At block 406, the processing device 302 can embed a diagnostic software tool 118 associated with the issue or the computing environment 102 within the troubleshooting information 116. For example, the diagnostic software tool 118 may be an application that identifies whether a configuration setting for the service that is experiencing the issue in the computing environment 102 matches an expected value. The diagnostic software tool 118 can be embedded within the troubleshooting information 116 such that when a webpage for the troubleshooting information 116 is rendered (e.g., when a user selects the troubleshooting information 116 from the search results), an interface element 124 displaying a result 126 for the diagnostic software tool 118 is included in the webpage. If a diagnostic file 122 is not received from the user device 104 (or if one or more files 130 are not accessed from the computing environment 102), the webpage may render without the interface element 124.

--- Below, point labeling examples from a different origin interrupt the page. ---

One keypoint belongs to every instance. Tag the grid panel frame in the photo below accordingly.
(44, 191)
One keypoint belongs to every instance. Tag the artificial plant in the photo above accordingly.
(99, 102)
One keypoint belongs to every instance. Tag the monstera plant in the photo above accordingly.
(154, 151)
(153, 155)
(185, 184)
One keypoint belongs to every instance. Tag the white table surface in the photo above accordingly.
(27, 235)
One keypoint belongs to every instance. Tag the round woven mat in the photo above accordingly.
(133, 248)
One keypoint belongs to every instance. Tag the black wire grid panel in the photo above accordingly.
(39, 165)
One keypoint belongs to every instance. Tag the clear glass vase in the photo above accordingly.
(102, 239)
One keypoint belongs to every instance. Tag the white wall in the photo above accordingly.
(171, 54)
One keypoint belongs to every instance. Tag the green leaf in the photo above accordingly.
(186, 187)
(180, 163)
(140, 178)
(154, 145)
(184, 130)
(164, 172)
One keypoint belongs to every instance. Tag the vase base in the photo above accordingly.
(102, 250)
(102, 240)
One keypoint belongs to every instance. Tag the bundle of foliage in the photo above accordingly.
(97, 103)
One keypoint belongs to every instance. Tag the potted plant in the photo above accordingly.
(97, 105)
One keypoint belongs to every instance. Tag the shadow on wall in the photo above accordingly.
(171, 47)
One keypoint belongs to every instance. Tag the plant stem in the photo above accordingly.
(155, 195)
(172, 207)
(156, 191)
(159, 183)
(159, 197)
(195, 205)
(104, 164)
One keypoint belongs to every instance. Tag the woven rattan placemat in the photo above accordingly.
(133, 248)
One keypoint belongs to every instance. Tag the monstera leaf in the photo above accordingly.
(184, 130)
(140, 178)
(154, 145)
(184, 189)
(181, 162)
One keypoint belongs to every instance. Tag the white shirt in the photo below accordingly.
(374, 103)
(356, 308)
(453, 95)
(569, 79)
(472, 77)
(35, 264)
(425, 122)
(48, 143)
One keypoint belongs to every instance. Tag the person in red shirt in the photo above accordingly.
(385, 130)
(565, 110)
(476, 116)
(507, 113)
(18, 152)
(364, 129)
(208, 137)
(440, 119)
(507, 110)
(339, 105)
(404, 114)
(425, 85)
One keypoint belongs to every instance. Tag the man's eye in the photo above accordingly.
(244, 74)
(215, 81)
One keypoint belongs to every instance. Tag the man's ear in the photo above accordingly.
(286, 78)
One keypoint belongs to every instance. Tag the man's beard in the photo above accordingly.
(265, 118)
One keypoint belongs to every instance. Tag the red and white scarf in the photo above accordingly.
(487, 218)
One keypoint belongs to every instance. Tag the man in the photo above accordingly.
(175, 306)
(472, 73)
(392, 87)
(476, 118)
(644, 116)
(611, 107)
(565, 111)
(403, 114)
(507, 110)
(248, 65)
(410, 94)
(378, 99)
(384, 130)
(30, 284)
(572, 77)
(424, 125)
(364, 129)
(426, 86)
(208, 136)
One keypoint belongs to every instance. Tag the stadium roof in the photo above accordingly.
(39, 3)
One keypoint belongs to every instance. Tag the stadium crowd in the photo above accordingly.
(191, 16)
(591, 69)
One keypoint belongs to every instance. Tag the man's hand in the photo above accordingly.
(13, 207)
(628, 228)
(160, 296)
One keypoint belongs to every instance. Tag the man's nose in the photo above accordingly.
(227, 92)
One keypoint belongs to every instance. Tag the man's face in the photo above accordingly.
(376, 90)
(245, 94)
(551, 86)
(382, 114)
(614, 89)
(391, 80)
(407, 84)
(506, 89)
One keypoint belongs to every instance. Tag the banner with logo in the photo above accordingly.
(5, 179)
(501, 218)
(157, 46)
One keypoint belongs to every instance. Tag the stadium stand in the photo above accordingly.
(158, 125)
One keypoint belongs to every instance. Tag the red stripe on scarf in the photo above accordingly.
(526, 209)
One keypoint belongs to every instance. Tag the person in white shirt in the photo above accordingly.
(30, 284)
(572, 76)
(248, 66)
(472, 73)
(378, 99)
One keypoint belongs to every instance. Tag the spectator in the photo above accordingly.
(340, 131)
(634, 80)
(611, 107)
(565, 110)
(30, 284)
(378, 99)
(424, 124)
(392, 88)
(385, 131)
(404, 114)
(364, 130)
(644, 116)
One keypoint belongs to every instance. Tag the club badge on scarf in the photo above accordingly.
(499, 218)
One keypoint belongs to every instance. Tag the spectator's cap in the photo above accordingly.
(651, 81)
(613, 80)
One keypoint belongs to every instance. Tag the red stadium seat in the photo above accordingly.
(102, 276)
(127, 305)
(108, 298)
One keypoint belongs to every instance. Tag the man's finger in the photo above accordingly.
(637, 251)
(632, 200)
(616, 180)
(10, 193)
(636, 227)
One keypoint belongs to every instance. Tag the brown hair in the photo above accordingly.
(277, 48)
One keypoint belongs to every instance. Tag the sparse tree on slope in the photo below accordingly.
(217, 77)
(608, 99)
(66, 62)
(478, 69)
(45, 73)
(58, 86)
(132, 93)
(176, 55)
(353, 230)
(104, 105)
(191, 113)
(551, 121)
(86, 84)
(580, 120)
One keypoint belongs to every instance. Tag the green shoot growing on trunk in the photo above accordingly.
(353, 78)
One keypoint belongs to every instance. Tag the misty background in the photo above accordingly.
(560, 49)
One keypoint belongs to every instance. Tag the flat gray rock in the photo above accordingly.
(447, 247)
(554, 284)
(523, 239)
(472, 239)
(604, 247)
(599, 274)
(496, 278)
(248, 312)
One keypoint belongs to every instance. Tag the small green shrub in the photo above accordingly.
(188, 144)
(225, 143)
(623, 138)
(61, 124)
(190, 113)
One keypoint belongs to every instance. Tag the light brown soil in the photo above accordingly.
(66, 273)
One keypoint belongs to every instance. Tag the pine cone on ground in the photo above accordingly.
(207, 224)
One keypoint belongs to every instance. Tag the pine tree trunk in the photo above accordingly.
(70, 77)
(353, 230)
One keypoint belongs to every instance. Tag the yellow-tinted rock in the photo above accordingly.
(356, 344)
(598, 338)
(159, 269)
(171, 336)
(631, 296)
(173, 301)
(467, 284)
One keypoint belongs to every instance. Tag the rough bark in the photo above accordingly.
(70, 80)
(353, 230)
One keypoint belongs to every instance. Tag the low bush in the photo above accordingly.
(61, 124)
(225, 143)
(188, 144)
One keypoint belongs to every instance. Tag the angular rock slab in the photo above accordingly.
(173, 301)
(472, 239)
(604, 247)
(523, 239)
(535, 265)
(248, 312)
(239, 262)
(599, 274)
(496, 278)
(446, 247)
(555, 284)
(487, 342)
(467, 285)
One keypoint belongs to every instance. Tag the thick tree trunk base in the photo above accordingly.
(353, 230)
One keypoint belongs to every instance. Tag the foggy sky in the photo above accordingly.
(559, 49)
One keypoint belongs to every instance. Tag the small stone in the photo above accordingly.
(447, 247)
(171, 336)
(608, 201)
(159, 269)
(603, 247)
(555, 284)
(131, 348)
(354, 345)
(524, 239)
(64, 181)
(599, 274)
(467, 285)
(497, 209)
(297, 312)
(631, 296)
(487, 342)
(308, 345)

At block 408, the processing device 302 can output a graphical user interface (GUI) 120 displaying the troubleshooting information 116 and comprising an interface element 124 displaying a result 126 generated by applying the diagnostic software tool 118 to the diagnostic file 122 for the computing environment 102 for use in resolving the issue. The appearance of the interface element 124 may depend on the result 126. For example, the processing device 302 may determine a color or an icon for the interface element 124 based on the result. If the result 126 matches an expected result for the diagnostic software tool 118, the processing device 302 may identify a color or an icon associated with the match (e.g., green for a match). Or, if the result 126 does not match, another color or icon may be identified (e.g., red for no match).
The foregoing description of certain examples, including illustrated examples, has been presented only for the purpose of illustration and description and is not intended to be exhaustive or to limit the disclosure to the precise forms disclosed. Numerous modifications, adaptations, and uses thereof will be apparent to those skilled in the art without departing from the scope of the disclosure.